# Introduction to Monte Carlo simulation

This article was adapted from *Microsoft Office Excel 2007 Data Analysis and Business Modeling* by Wayne L. Winston. Visit Microsoft Learning to learn more about this book.

This classroom-style book was developed from a series of presentations by Wayne Winston, a well known statistician and business professor who specializes in creative, practical applications of Excel. So be prepared — you may need to put your thinking cap on.

## In this article

- Overview
- Who uses Monte Carlo simulation?
- What happens when I enter
*=RAND()*in a cell? - How can I simulate values of a discrete random variable?
- How can I simulate values of a normal random variable?
- How can a greeting card company determine how many cards to produce?
- Problems

## Overview

- Who uses Monte Carlo simulation?
- What happens when I type
*=RAND()*in a cell? - How can I simulate values of a discrete random variable?
- How can I simulate values of a normal random variable?
- How can a greeting card company determine how many cards to produce?

We would like to accurately estimate the probabilities of uncertain events. For example, what is the probability that a new product’s cash flows will have a positive net present value (NPV)? What is the risk factor of our investment portfolio? Monte Carlo simulation enables us to model situations that present uncertainty and then play them out on a computer thousands of times.

** Note ** The name *Monte Carlo simulation* comes from the computer simulations performed during the 1930s and 1940s to estimate the probability that the chain reaction needed for an atom bomb to detonate would work successfully. The physicists involved in this work were big fans of gambling, so they gave the simulations the code name *Monte Carlo*.

In the next five chapters, I’ll provide some examples of how you can use Microsoft Office Excel 2007 to perform Monte Carlo simulations.

## Who uses Monte Carlo simulation?

Many companies use Monte Carlo simulation as an important part of their decision-making process. Here are some examples.

- General Motors, Proctor and Gamble, Pfizer, Bristol-Myers Squibb, and Eli Lilly use simulation to estimate both the average return and the risk factor of new products. At GM, this information is used by the CEO to determine which products come to market.
- GM uses simulation for activities such as forecasting net income for the corporation, predicting structural and purchasing costs, and determining its susceptibility to different kinds of risk (such as interest rate changes and exchange rate fluctuations).
- Lilly uses simulation to determine the optimal plant capacity for each drug.
- Proctor and Gamble uses simulation to model and optimally hedge foreign exchange risk.
- Sears uses simulation to determine how many units of each product line should be ordered from suppliers—for example, the number of pairs of Dockers trousers that should be ordered this year.
- Oil and drug companies use simulation to value "real options," such as the value of an option to expand, contract, or postpone a project.
- Financial planners use Monte Carlo simulation to determine optimal investment strategies for their clients’ retirement.
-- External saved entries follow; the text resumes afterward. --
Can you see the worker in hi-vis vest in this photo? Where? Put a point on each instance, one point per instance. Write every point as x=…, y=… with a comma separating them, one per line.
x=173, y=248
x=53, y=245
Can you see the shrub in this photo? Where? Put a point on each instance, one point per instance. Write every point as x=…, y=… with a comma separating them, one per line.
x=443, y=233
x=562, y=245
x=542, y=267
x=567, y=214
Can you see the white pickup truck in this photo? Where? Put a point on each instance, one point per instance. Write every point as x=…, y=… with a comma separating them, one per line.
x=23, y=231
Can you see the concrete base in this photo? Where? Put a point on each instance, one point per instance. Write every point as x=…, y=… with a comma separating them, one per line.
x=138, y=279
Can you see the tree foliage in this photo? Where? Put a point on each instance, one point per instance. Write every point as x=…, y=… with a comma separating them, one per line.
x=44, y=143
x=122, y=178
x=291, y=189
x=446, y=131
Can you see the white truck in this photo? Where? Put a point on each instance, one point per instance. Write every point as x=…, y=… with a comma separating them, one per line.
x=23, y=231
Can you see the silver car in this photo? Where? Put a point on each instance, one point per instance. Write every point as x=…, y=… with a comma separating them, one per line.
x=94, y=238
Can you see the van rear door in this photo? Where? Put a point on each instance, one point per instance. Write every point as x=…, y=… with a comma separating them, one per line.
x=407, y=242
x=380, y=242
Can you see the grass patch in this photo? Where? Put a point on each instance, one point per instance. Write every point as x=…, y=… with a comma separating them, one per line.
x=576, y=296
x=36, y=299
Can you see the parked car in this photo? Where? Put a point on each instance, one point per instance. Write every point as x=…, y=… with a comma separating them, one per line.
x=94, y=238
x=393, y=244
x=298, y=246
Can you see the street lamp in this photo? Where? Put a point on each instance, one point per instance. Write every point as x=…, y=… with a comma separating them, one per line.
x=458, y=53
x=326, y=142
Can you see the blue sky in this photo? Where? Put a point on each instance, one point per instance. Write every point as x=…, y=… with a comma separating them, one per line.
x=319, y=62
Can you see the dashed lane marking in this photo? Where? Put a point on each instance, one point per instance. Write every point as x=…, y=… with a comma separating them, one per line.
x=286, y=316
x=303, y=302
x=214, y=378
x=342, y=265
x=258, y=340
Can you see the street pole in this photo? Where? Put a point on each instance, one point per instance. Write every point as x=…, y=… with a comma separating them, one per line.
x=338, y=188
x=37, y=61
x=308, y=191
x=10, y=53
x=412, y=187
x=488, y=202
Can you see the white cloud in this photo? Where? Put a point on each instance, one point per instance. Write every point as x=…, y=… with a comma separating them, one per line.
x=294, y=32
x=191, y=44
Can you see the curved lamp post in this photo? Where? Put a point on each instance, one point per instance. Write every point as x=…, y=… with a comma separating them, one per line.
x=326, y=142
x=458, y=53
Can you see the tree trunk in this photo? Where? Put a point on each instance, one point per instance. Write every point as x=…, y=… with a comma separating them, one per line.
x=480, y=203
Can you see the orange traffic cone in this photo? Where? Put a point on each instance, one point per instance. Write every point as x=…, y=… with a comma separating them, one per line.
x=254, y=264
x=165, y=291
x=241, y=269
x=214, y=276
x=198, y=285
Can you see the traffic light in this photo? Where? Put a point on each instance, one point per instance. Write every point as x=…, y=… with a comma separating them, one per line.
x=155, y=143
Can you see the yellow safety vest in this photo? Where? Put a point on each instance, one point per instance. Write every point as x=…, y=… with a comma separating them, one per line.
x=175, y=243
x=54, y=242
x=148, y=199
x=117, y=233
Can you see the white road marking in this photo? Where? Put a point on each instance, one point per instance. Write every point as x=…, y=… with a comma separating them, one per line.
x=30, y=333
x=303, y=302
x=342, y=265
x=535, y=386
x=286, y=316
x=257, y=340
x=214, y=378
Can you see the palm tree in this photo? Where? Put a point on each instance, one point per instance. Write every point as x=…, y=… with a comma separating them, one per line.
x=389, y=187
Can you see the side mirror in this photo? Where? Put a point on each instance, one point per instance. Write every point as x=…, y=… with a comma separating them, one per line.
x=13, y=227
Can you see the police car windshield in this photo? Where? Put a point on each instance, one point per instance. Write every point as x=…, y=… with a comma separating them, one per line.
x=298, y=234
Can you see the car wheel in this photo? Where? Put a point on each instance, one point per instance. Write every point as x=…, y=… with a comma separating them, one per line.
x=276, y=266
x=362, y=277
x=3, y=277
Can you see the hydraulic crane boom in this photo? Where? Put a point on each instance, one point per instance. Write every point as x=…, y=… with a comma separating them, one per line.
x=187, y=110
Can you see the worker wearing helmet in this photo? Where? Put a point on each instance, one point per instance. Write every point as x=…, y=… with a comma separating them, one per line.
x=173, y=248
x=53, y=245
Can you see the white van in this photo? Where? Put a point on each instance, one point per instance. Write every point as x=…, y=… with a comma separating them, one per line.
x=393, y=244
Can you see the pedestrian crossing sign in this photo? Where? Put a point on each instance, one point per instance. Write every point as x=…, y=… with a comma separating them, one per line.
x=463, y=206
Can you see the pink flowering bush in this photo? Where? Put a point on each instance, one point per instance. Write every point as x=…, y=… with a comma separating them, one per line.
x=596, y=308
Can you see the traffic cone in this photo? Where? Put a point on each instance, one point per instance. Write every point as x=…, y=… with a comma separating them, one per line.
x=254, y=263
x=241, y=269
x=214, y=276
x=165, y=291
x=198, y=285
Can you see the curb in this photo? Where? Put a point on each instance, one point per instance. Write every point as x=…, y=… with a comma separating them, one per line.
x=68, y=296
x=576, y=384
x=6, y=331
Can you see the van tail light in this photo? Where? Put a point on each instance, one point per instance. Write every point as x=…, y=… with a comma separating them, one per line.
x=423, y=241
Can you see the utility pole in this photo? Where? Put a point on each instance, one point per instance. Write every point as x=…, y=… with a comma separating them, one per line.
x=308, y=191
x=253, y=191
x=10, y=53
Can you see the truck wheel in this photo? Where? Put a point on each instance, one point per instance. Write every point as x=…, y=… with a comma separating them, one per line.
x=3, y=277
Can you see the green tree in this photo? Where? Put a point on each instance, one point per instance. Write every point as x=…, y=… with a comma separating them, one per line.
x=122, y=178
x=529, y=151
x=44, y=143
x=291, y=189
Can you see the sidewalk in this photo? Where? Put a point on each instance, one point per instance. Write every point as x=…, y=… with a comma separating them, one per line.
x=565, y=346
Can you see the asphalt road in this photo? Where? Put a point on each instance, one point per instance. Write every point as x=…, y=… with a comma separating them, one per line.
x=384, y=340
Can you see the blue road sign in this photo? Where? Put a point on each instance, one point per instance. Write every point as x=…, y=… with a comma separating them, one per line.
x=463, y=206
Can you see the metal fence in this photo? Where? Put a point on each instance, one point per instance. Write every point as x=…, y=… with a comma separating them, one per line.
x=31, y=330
## What happens when I type *=RAND()* in a cell?

When you type the formula *=RAND()* in a cell, you get a number that is equally likely to assume any value between 0 and 1. Thus, around 25 percent of the time, you should get a number less than or equal to 0.25; around 10 percent of the time you should get a number that is at least 0.90, and so on. To demonstrate how the RAND function works, take a look at the file Randdemo.xlsx, shown in Figure 60-1.

**Figure 60-1**Demonstrating the RAND function

** Note ** When you open the file Randdemo.xlsx, you will not see the same random numbers shown in Figure 60-1. The RAND function always automatically recalculates the numbers it generates when a worksheet is opened or when new information is entered into the worksheet.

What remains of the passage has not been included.